Lines: 15-pound braid for spinning, with up to 40-pound fluorocarbon leader; 8-weight intermediate fly line with a sinking tip or a full intermediate sinking line.
Lures and flies: Natural and contrasting soft-plastic shad tails and small jerkbaits on 1/16- to 1/8-ounce red or chartreuse jig heads, such as the D.O.A. C.A.L., Arkansas Glow and Glow Holo Flake. The lures can also be rigged weedless with worm-style hooks and pinch weights. Plastic shrimp, 1/4-ounce, in the spring when shrimp are larger. Hard-plastic topwater plugs like MirrOlure Top Dogs or Heddon Zara Spooks in various colors on the flats. Smaller fly patterns like the Grassett Snook Minnow, shrimp imitations and Clouser Minnows around docks and bridges at night.
Regarding leader size, Grassett says, “I normally use 30-pound-test for the fluorocarbon tippet, but if the fish are finicky, I’ll downsize. Or if we’re getting a lot of bites, I’ll bump up as high as 40-pound. The key is checking the leader constantly. If it gets scuffed from a bite or a piling, I’ll snip it back or change it immediately.”

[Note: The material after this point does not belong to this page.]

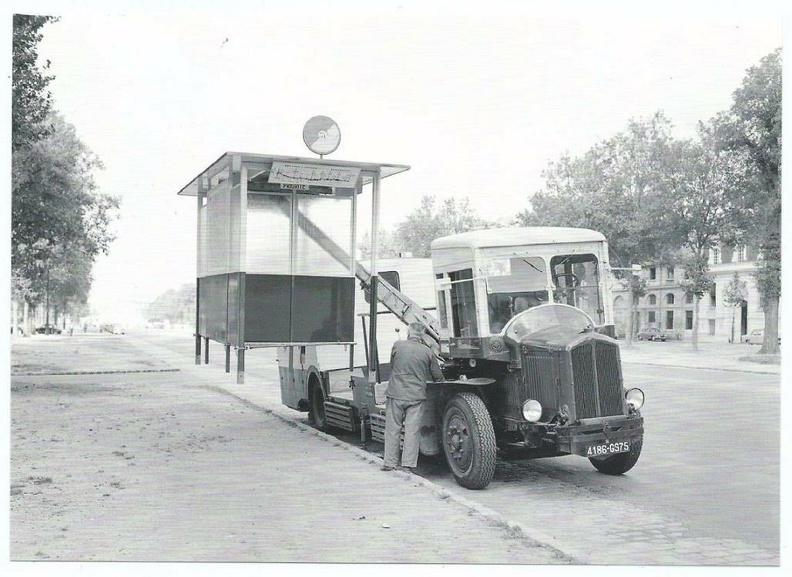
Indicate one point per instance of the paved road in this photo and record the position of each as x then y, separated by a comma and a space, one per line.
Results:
706, 490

Snook are particularly vulnerable to cold weather, and the fishing season is closely regulated by the state when impact does occur. Currently, keeping snook is prohibited, but catch-and-release fishing is allowed. When the season is open, a Florida fishing license and a snook stamp are required. Details on seasons and license requirements are at myfwc.com.
When: Year-round catch-and-release.
Where: West coast of Florida between Sarasota and Venice; Fiesta Key; Intracoastal Waterway.
Who: Snook are a top game fish on Florida’s west coast, and local guides are some of the best and most professional you’ll find anywhere. Here are few contacts to help you get started.
Capt. Rick Grassett
CB’s Saltwater Outfitters
Capt. Kelly Stilwell
Capt. Ed Hurst
Capt. Roy String
Accommodations: Perfect for both anglers and their families, Siesta Key Suites combines history with comfortable ambience. The Ringling Beach House and adjacent lodgings offer accommodations ranging from efficiencies up to two-bedroom suites with full kitchens. The resort is across the street from the beach and within blocks of downtown, with access to restaurants, a grocery store, a pharmacy and night life.